Kafka

Kafka is a distributed event streaming platform used in the cgn-ec ecosystem to centralize the ingestion of all events.

This ensures a common entrypoint for all the data from the 3 currently supported methods:

Syslog
NetFlow
RADIUS Accounting

Consumers then tap into the kafka infrastructure, ensuring the initial logic of gathering the data is the same across any vendor or device type, handlers are what then perform the low-level logic like regex parsing, data transformation and data type normalization before passing the parsed metric to an output.

Without Kafka, we don't normalize the initial entrypoint for data and then various implementations become unmaintainable at a later stage in the development cycle. We want all consumers to be as close as possible in terms of ingesting the initial event, there is no doubt that various vendors will need different low level logic to parse the messages but if we can create a standard ingestion pattern across any vendor and transport type, then the vendor specific handlers become practical for anyone with little to no python knowledge.

If you already are using Kafka in production, then its as easy as creating a new topic with the optimal amount of partitions based on how many CGNAT sessions/event flows you want to ingest. If you have never ran it before, then you can initially use the provided implementation in the docker compose file found on our GitHub repository to get started.

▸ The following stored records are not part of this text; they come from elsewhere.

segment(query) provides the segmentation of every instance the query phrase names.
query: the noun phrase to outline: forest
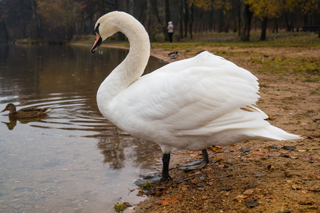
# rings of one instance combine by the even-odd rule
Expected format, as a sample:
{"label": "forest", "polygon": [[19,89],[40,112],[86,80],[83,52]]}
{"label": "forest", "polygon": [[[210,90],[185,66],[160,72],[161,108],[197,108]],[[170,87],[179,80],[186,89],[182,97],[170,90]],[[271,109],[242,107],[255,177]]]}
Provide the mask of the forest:
{"label": "forest", "polygon": [[[250,40],[250,31],[300,31],[313,26],[320,37],[320,0],[0,0],[0,43],[28,39],[65,43],[93,33],[96,20],[112,11],[126,11],[147,29],[152,41],[175,33],[192,38],[197,33],[238,33]],[[161,33],[164,40],[155,40]],[[124,36],[117,39],[124,39]]]}

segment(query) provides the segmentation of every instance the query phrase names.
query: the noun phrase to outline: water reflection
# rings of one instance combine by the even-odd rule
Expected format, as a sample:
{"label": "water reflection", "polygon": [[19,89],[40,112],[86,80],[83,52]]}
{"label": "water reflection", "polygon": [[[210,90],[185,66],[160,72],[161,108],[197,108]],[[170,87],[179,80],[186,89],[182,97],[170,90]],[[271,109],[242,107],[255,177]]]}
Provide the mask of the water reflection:
{"label": "water reflection", "polygon": [[[103,118],[96,93],[127,50],[0,45],[0,109],[51,108],[39,119],[0,114],[0,211],[113,212],[128,187],[160,168],[159,147]],[[146,72],[164,65],[150,58]],[[121,198],[119,198],[121,197]]]}
{"label": "water reflection", "polygon": [[40,122],[44,116],[41,117],[35,117],[35,118],[15,118],[15,117],[9,117],[10,122],[1,121],[1,123],[6,124],[9,130],[13,130],[14,126],[16,125],[16,121],[18,121],[21,124],[28,124],[29,122],[38,121]]}

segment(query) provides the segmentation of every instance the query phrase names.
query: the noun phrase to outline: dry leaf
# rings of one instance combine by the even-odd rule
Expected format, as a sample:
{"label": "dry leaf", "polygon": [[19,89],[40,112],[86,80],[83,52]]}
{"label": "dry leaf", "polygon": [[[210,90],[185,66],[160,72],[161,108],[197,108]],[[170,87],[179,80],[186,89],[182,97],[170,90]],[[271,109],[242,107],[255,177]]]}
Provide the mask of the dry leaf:
{"label": "dry leaf", "polygon": [[274,195],[267,195],[265,196],[265,199],[276,199],[275,196]]}
{"label": "dry leaf", "polygon": [[311,187],[308,189],[308,190],[309,191],[316,191],[318,192],[320,190],[320,187]]}
{"label": "dry leaf", "polygon": [[255,192],[255,189],[246,190],[243,192],[244,195],[252,195]]}
{"label": "dry leaf", "polygon": [[291,187],[294,190],[299,190],[302,188],[301,186],[299,186],[299,185],[295,185],[295,184],[292,185],[292,186]]}
{"label": "dry leaf", "polygon": [[238,200],[239,202],[242,202],[242,200],[243,200],[244,199],[247,198],[248,196],[246,195],[239,195],[237,197],[236,197],[235,198],[233,198],[234,200]]}
{"label": "dry leaf", "polygon": [[255,155],[264,155],[266,154],[265,151],[256,151],[253,153]]}

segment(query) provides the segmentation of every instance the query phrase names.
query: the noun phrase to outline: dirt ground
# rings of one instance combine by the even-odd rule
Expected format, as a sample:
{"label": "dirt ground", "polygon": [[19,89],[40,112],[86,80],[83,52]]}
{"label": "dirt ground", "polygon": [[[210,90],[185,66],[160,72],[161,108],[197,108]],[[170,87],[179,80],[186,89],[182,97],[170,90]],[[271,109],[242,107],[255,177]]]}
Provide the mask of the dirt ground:
{"label": "dirt ground", "polygon": [[[195,50],[194,51],[202,50]],[[145,191],[148,198],[134,207],[136,212],[320,212],[320,51],[308,48],[233,48],[226,59],[251,71],[259,79],[259,108],[268,121],[304,138],[295,143],[250,141],[208,148],[211,163],[186,173],[177,165],[201,158],[201,152],[176,151],[171,157],[173,180]],[[178,50],[179,51],[179,50]],[[245,54],[272,57],[312,57],[314,69],[265,74],[250,66]],[[177,60],[192,57],[179,51]],[[152,49],[153,55],[167,61],[169,51]],[[223,52],[222,52],[223,53]],[[221,56],[224,57],[221,54]],[[228,55],[228,54],[227,54]],[[258,54],[259,55],[259,54]],[[307,60],[307,59],[306,59]],[[316,61],[314,61],[314,60]],[[316,79],[316,80],[306,80]]]}

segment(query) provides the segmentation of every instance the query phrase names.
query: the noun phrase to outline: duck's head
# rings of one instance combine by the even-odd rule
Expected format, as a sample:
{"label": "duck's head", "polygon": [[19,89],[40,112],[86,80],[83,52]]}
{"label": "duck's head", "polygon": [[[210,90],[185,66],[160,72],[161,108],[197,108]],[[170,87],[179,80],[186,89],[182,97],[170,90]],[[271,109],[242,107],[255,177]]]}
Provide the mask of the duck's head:
{"label": "duck's head", "polygon": [[6,106],[6,109],[1,111],[1,112],[4,112],[5,111],[10,111],[10,112],[15,112],[16,111],[16,106],[14,106],[13,104],[8,104]]}
{"label": "duck's head", "polygon": [[121,13],[125,13],[118,11],[111,12],[98,19],[94,26],[96,40],[91,49],[91,52],[94,53],[104,40],[119,31],[117,25],[117,20],[118,20],[118,18],[117,18],[117,17],[118,17],[119,15],[123,15]]}

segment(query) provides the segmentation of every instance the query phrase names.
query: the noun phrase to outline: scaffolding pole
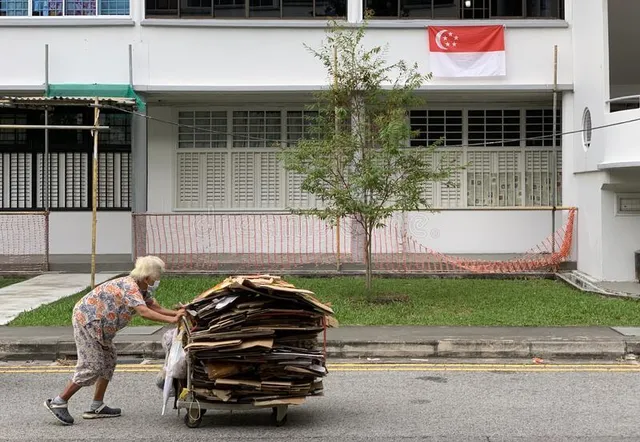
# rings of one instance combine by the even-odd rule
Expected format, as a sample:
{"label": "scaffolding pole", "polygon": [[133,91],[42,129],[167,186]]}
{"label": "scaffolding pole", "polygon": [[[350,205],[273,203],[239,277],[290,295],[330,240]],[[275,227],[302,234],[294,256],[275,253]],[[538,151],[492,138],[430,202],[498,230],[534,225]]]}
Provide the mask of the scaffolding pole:
{"label": "scaffolding pole", "polygon": [[[93,108],[93,125],[98,127],[100,122],[100,107],[98,98],[95,100]],[[96,286],[96,237],[98,224],[98,130],[92,130],[93,135],[93,196],[92,196],[92,222],[91,222],[91,290]]]}
{"label": "scaffolding pole", "polygon": [[[49,90],[49,45],[44,45],[44,84],[45,90]],[[43,173],[43,187],[44,187],[44,212],[45,212],[45,270],[48,272],[49,267],[49,191],[51,189],[51,185],[49,180],[49,107],[44,108],[44,125],[47,126],[44,130],[44,173]]]}
{"label": "scaffolding pole", "polygon": [[[333,46],[333,85],[334,87],[338,87],[338,47],[337,46]],[[336,112],[334,115],[334,122],[335,122],[335,135],[338,135],[338,131],[340,129],[340,122],[338,121],[338,112],[337,112],[337,108],[336,108]],[[340,173],[340,170],[342,169],[342,161],[340,160],[340,158],[337,159],[337,166],[338,166],[338,173]],[[342,268],[342,264],[341,264],[341,250],[340,250],[340,242],[341,242],[341,238],[340,238],[340,217],[338,217],[336,219],[336,248],[337,248],[337,258],[336,258],[336,270],[339,272]]]}
{"label": "scaffolding pole", "polygon": [[556,251],[556,205],[558,204],[558,153],[557,149],[557,130],[556,124],[558,121],[558,45],[553,47],[553,144],[552,144],[552,153],[553,153],[553,177],[551,179],[552,187],[552,207],[551,210],[551,253],[555,253]]}

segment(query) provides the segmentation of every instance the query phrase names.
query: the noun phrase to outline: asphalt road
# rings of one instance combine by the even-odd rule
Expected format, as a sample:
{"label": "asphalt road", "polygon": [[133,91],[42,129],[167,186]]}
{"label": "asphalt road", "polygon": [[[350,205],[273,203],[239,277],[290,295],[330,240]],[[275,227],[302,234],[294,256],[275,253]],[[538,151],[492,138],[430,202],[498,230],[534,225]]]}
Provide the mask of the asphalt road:
{"label": "asphalt road", "polygon": [[[640,440],[640,366],[333,364],[325,396],[270,410],[208,412],[197,429],[161,416],[155,367],[121,366],[107,392],[115,419],[85,421],[92,391],[71,402],[63,427],[44,408],[69,368],[0,366],[0,439],[170,441],[614,441]],[[60,372],[62,371],[62,372]]]}

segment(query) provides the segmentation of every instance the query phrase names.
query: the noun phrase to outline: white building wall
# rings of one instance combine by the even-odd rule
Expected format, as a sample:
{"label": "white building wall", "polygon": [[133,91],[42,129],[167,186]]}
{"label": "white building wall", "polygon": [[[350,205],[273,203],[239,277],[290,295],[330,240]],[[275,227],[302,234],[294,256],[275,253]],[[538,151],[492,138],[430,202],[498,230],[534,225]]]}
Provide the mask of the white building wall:
{"label": "white building wall", "polygon": [[[91,254],[91,212],[52,212],[50,250],[52,255]],[[96,253],[119,255],[131,253],[131,214],[98,212]]]}
{"label": "white building wall", "polygon": [[[129,45],[133,48],[133,83],[141,91],[166,87],[290,89],[317,87],[328,81],[322,64],[304,47],[304,44],[319,47],[325,37],[322,22],[306,22],[304,27],[293,28],[253,27],[250,21],[237,27],[206,26],[201,20],[173,20],[171,26],[141,25],[122,19],[112,21],[118,26],[90,26],[91,19],[86,17],[74,20],[75,26],[28,23],[31,26],[0,28],[3,39],[20,41],[20,45],[0,47],[0,59],[12,61],[10,69],[0,71],[0,85],[4,89],[42,87],[45,44],[49,45],[51,83],[128,83]],[[404,23],[388,28],[383,27],[384,23],[372,22],[366,42],[388,43],[390,59],[417,62],[423,72],[428,72],[428,23]],[[558,20],[540,21],[535,27],[531,23],[518,20],[507,23],[506,78],[434,79],[429,87],[547,88],[553,81],[554,45],[559,50],[558,81],[561,85],[570,84],[573,77],[570,29]],[[25,53],[32,55],[25,57]]]}
{"label": "white building wall", "polygon": [[[91,19],[83,17],[67,26],[45,25],[53,23],[47,20],[39,21],[35,26],[32,25],[35,22],[31,22],[0,28],[3,40],[20,42],[20,45],[0,46],[0,60],[11,60],[10,69],[0,70],[0,88],[41,88],[45,80],[45,44],[49,45],[51,83],[128,83],[129,45],[133,49],[133,83],[139,91],[304,89],[328,81],[321,63],[304,47],[305,43],[314,47],[320,44],[325,36],[321,23],[304,22],[290,27],[256,26],[249,20],[236,21],[233,25],[214,25],[208,20],[173,20],[171,23],[145,20],[146,23],[142,23],[141,4],[132,2],[132,20],[118,18],[109,22],[101,19],[103,24],[100,26],[92,26]],[[571,22],[570,11],[568,7],[567,16]],[[70,23],[69,19],[65,20]],[[464,24],[460,21],[431,23]],[[388,43],[390,59],[418,62],[421,69],[428,72],[428,24],[422,21],[402,24],[374,21],[366,41],[371,45]],[[426,87],[449,88],[454,92],[465,88],[489,90],[501,87],[510,91],[548,90],[553,80],[554,45],[559,49],[558,81],[563,88],[572,83],[576,75],[575,39],[566,23],[513,20],[506,26],[506,78],[434,79]],[[590,25],[584,23],[583,29],[587,35],[592,32]],[[593,37],[593,40],[597,38]],[[583,56],[593,54],[589,45],[580,45],[580,49]],[[31,55],[25,57],[25,53]],[[581,70],[585,64],[583,61]],[[590,77],[585,77],[583,87],[590,90],[587,86],[590,81]],[[584,99],[581,100],[575,109],[584,105]],[[592,100],[587,101],[591,103]],[[573,110],[565,109],[564,112],[565,121],[570,120]],[[163,120],[176,120],[175,112],[169,106],[152,105],[149,114]],[[580,116],[581,113],[575,118]],[[176,144],[174,126],[149,122],[149,212],[166,213],[176,207]],[[571,183],[567,185],[570,187]],[[410,219],[419,217],[424,215],[411,215]],[[545,212],[447,211],[428,215],[424,229],[416,231],[416,238],[423,246],[443,253],[520,253],[551,233],[550,217]],[[559,218],[556,226],[562,222]],[[98,253],[130,253],[130,225],[130,214],[100,212]],[[91,214],[52,215],[51,238],[52,254],[89,253]]]}

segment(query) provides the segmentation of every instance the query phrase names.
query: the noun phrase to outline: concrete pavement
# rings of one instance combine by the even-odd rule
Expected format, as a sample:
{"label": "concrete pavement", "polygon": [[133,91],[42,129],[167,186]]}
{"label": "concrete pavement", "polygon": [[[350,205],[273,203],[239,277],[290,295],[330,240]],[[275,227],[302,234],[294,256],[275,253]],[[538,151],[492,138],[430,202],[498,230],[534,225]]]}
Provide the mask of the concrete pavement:
{"label": "concrete pavement", "polygon": [[[118,276],[98,273],[98,283]],[[90,275],[46,273],[0,289],[0,360],[74,359],[71,327],[8,327],[19,313],[84,290]],[[634,283],[636,284],[636,283]],[[620,289],[615,286],[611,288]],[[625,286],[626,289],[628,287]],[[631,286],[636,289],[635,285]],[[128,327],[116,338],[124,357],[163,358],[166,328]],[[640,354],[640,328],[340,327],[327,332],[330,358],[587,358]]]}
{"label": "concrete pavement", "polygon": [[[70,372],[16,370],[0,374],[4,406],[0,439],[34,441],[439,441],[613,442],[640,440],[637,367],[571,372],[518,365],[340,367],[324,378],[322,397],[289,408],[283,427],[270,410],[207,411],[200,428],[187,428],[170,399],[161,415],[157,369],[116,372],[105,401],[117,419],[84,420],[93,389],[69,402],[76,419],[61,426],[42,406]],[[142,366],[143,367],[143,366]],[[621,368],[621,367],[620,367]],[[8,371],[8,370],[7,370]],[[194,404],[194,412],[197,404]]]}
{"label": "concrete pavement", "polygon": [[[119,273],[97,273],[96,284]],[[86,273],[45,273],[26,281],[0,288],[0,325],[6,325],[20,313],[83,291],[91,284]]]}
{"label": "concrete pavement", "polygon": [[[125,358],[162,359],[168,327],[127,327],[116,337]],[[640,328],[611,327],[340,327],[327,330],[337,358],[633,358]],[[0,327],[0,360],[75,359],[71,327]]]}

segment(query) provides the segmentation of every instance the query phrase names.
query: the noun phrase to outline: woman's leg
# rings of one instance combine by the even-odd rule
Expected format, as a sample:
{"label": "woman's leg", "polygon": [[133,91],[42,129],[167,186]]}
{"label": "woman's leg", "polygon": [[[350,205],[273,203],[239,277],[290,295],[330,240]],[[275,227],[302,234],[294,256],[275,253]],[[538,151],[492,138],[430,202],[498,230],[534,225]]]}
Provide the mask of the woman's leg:
{"label": "woman's leg", "polygon": [[69,399],[82,387],[94,384],[98,378],[95,361],[100,358],[97,350],[98,347],[101,348],[89,330],[76,323],[75,320],[73,321],[73,337],[78,353],[78,362],[73,378],[62,393],[54,399],[47,399],[44,403],[45,407],[65,425],[71,425],[74,422],[68,409]]}
{"label": "woman's leg", "polygon": [[85,419],[117,417],[121,415],[121,410],[119,408],[107,407],[104,404],[104,394],[109,386],[109,381],[113,378],[113,373],[116,369],[116,362],[118,360],[116,348],[113,343],[104,345],[102,348],[102,364],[98,370],[99,378],[96,381],[96,390],[93,395],[91,408],[82,415]]}

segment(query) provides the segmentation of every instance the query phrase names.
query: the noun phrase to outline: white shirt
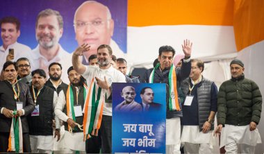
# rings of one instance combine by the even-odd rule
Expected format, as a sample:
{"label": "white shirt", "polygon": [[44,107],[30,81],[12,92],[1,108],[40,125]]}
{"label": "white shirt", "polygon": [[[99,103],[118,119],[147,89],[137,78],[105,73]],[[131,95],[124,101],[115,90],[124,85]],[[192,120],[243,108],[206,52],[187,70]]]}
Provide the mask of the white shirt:
{"label": "white shirt", "polygon": [[[69,83],[68,78],[68,75],[67,71],[69,67],[72,66],[72,56],[71,54],[65,51],[63,47],[59,44],[59,50],[58,54],[52,58],[52,60],[48,61],[46,58],[40,54],[39,45],[32,50],[31,52],[30,61],[31,62],[31,71],[39,69],[40,67],[40,59],[44,60],[44,63],[45,66],[49,67],[49,65],[52,62],[56,62],[61,65],[63,67],[61,80],[66,84]],[[47,78],[49,78],[49,72],[46,72]]]}
{"label": "white shirt", "polygon": [[15,62],[20,58],[29,57],[29,52],[31,51],[31,49],[26,45],[18,43],[15,42],[14,44],[9,45],[6,50],[3,49],[3,46],[0,46],[0,71],[2,71],[3,65],[6,61],[6,56],[9,53],[9,49],[14,49],[14,60]]}
{"label": "white shirt", "polygon": [[[106,69],[94,66],[85,67],[85,71],[81,75],[86,79],[88,87],[90,86],[90,82],[95,76],[102,80],[104,80],[104,76],[106,76],[109,85],[111,85],[112,83],[126,83],[126,78],[124,74],[113,67],[112,65]],[[101,92],[105,92],[108,97],[110,94],[108,91],[105,89],[102,89]],[[112,103],[106,102],[105,105],[104,105],[103,115],[112,116]]]}
{"label": "white shirt", "polygon": [[55,107],[54,112],[56,116],[63,121],[66,122],[67,119],[69,117],[67,116],[63,112],[63,109],[66,105],[66,98],[64,94],[63,90],[61,90],[58,94],[57,104]]}

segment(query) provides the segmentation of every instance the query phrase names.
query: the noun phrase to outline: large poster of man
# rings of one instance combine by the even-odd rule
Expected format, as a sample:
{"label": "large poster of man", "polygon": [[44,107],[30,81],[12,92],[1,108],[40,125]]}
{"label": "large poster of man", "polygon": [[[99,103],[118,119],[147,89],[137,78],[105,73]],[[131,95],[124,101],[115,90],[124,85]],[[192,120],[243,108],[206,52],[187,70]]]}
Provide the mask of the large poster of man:
{"label": "large poster of man", "polygon": [[[10,17],[15,19],[6,19]],[[89,57],[102,44],[123,58],[126,17],[127,1],[2,1],[0,67],[8,60],[26,57],[33,67],[31,70],[40,68],[49,74],[49,64],[58,62],[63,65],[62,78],[65,75],[67,79],[70,53],[83,43],[90,46],[83,56],[83,64],[88,64]],[[9,55],[10,49],[14,49],[13,55]]]}
{"label": "large poster of man", "polygon": [[113,83],[113,153],[165,153],[165,84]]}

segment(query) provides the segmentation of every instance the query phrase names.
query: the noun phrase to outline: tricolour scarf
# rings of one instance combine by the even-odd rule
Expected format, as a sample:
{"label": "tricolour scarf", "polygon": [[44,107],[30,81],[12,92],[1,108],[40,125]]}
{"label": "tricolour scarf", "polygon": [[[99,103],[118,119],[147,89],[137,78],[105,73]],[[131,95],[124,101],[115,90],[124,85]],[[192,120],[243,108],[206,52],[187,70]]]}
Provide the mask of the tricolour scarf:
{"label": "tricolour scarf", "polygon": [[104,105],[104,94],[101,92],[101,88],[97,86],[94,78],[92,79],[90,85],[83,109],[83,140],[89,139],[90,135],[98,135]]}
{"label": "tricolour scarf", "polygon": [[20,117],[17,117],[17,111],[13,112],[10,133],[8,139],[8,152],[23,153],[23,132]]}
{"label": "tricolour scarf", "polygon": [[[160,67],[160,63],[158,63],[155,68],[152,70],[151,74],[149,76],[149,83],[153,83],[154,80],[155,71]],[[172,66],[170,67],[169,73],[169,109],[170,110],[180,111],[180,105],[178,101],[178,91],[177,91],[177,76],[176,74],[175,67]]]}
{"label": "tricolour scarf", "polygon": [[[84,100],[85,100],[85,96],[86,96],[86,91],[87,91],[87,86],[85,84],[83,83],[83,96]],[[76,96],[76,99],[78,99],[78,96]],[[78,101],[78,100],[77,100]],[[67,115],[72,119],[75,122],[76,117],[75,117],[75,112],[74,112],[74,92],[72,91],[72,87],[71,85],[69,84],[68,85],[68,89],[67,89],[67,94],[66,94],[66,106],[67,106]],[[80,130],[82,130],[81,126],[79,123],[76,123],[78,125],[78,127],[80,128]],[[69,132],[72,132],[72,128],[68,125],[68,130]]]}

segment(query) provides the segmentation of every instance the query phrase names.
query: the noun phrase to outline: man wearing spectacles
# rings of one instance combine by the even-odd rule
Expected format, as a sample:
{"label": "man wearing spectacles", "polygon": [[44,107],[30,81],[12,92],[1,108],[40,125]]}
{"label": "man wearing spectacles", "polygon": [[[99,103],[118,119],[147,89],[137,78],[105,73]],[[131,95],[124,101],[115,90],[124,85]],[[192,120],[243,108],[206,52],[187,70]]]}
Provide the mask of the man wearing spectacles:
{"label": "man wearing spectacles", "polygon": [[28,84],[32,80],[32,76],[31,74],[31,63],[29,60],[26,58],[20,58],[17,60],[16,65],[18,67],[17,69],[17,80],[19,82]]}
{"label": "man wearing spectacles", "polygon": [[115,108],[115,111],[135,112],[142,111],[141,105],[135,101],[135,88],[132,86],[124,87],[121,93],[124,101]]}
{"label": "man wearing spectacles", "polygon": [[[64,68],[61,78],[69,83],[67,69],[71,66],[70,54],[58,43],[63,33],[63,19],[59,12],[46,9],[41,11],[35,24],[35,35],[38,45],[32,51],[30,59],[32,69],[42,69],[49,74],[49,66],[56,62]],[[49,76],[47,76],[49,78]]]}
{"label": "man wearing spectacles", "polygon": [[84,53],[82,63],[88,65],[88,58],[97,54],[101,44],[111,46],[117,58],[124,57],[124,53],[111,39],[114,32],[114,21],[108,8],[97,1],[85,1],[76,10],[74,26],[76,40],[79,46],[88,44],[90,51]]}

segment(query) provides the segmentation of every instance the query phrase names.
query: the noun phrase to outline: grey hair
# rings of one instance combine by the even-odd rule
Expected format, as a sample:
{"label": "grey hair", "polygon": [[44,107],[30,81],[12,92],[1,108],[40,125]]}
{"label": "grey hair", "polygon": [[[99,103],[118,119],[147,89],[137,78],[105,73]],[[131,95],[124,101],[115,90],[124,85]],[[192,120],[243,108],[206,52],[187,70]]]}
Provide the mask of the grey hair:
{"label": "grey hair", "polygon": [[[75,13],[74,13],[74,24],[75,23],[75,20],[76,20],[76,12],[78,12],[78,10],[81,8],[83,7],[83,6],[85,5],[87,5],[87,4],[90,4],[90,3],[97,3],[99,5],[101,5],[104,8],[105,8],[106,9],[106,19],[107,20],[110,20],[112,19],[112,16],[111,16],[111,12],[110,12],[110,10],[108,8],[108,7],[107,7],[106,6],[98,2],[98,1],[85,1],[83,2],[82,4],[81,4],[81,6],[79,6],[78,7],[78,8],[75,11]],[[108,27],[109,28],[109,22],[108,22]]]}
{"label": "grey hair", "polygon": [[57,10],[52,10],[51,8],[47,8],[47,9],[45,9],[44,10],[42,10],[38,15],[36,22],[35,22],[35,27],[36,28],[38,27],[38,19],[40,17],[49,17],[51,15],[55,15],[56,17],[60,29],[63,28],[63,17],[61,16],[60,12],[58,12]]}

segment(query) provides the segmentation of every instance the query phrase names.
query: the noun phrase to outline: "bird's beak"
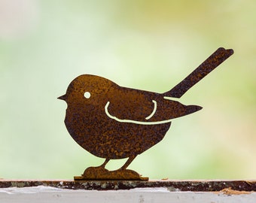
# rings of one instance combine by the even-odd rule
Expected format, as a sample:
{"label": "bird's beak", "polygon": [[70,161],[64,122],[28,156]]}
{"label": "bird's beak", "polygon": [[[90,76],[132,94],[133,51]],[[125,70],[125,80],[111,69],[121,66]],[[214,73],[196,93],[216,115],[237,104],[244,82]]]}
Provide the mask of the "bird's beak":
{"label": "bird's beak", "polygon": [[57,98],[66,101],[66,99],[67,98],[67,95],[59,96]]}

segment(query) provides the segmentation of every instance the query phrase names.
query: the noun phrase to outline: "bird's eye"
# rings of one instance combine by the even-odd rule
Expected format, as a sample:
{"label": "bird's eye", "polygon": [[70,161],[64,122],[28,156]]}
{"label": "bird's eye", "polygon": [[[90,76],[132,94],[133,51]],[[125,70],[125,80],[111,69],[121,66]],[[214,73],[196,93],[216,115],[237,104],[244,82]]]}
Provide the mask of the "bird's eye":
{"label": "bird's eye", "polygon": [[86,98],[90,98],[90,93],[89,92],[85,92],[84,94],[84,96]]}

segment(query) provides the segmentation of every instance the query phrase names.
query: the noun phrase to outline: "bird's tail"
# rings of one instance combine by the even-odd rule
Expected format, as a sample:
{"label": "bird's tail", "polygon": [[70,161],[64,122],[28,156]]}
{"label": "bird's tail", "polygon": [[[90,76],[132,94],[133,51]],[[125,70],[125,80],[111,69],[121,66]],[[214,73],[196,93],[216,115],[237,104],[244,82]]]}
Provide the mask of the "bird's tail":
{"label": "bird's tail", "polygon": [[186,108],[186,115],[195,113],[200,110],[201,110],[203,107],[197,106],[197,105],[188,105]]}
{"label": "bird's tail", "polygon": [[225,61],[233,53],[233,50],[218,48],[192,73],[184,78],[171,90],[163,93],[164,95],[180,98],[194,84],[201,80],[205,76],[213,71],[217,66]]}

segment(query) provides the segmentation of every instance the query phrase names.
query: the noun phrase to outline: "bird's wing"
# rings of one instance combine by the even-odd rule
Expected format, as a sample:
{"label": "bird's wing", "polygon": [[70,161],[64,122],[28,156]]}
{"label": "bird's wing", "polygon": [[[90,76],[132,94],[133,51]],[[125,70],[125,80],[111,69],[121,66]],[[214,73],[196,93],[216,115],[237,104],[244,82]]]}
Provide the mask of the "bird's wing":
{"label": "bird's wing", "polygon": [[156,110],[156,102],[151,99],[151,92],[133,89],[115,92],[105,106],[110,118],[120,120],[145,122],[151,118]]}
{"label": "bird's wing", "polygon": [[155,125],[169,123],[201,108],[184,105],[160,94],[126,89],[106,103],[105,111],[109,118],[118,122]]}

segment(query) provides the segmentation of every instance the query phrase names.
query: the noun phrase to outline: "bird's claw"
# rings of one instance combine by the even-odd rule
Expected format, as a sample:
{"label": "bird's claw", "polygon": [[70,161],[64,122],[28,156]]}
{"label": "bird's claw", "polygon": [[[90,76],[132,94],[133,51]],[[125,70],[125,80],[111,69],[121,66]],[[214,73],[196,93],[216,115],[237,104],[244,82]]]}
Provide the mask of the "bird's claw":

For most setups, you don't need to tweak the base configuration options on Kafka other than configuring the right amount of partitions.

You can visit the Apache of Confluent websites to view more details and documentation on this, however the golden rule is typically # of partitions = # of consumers with a high limit of around 15+ partitions.

Depending on some configurations if you would prefer redundancy over latency within a failover scenario, it's advised to setup a dedicated Kafka cluster and manage that separately as apart of the cgn-ec infrastructure.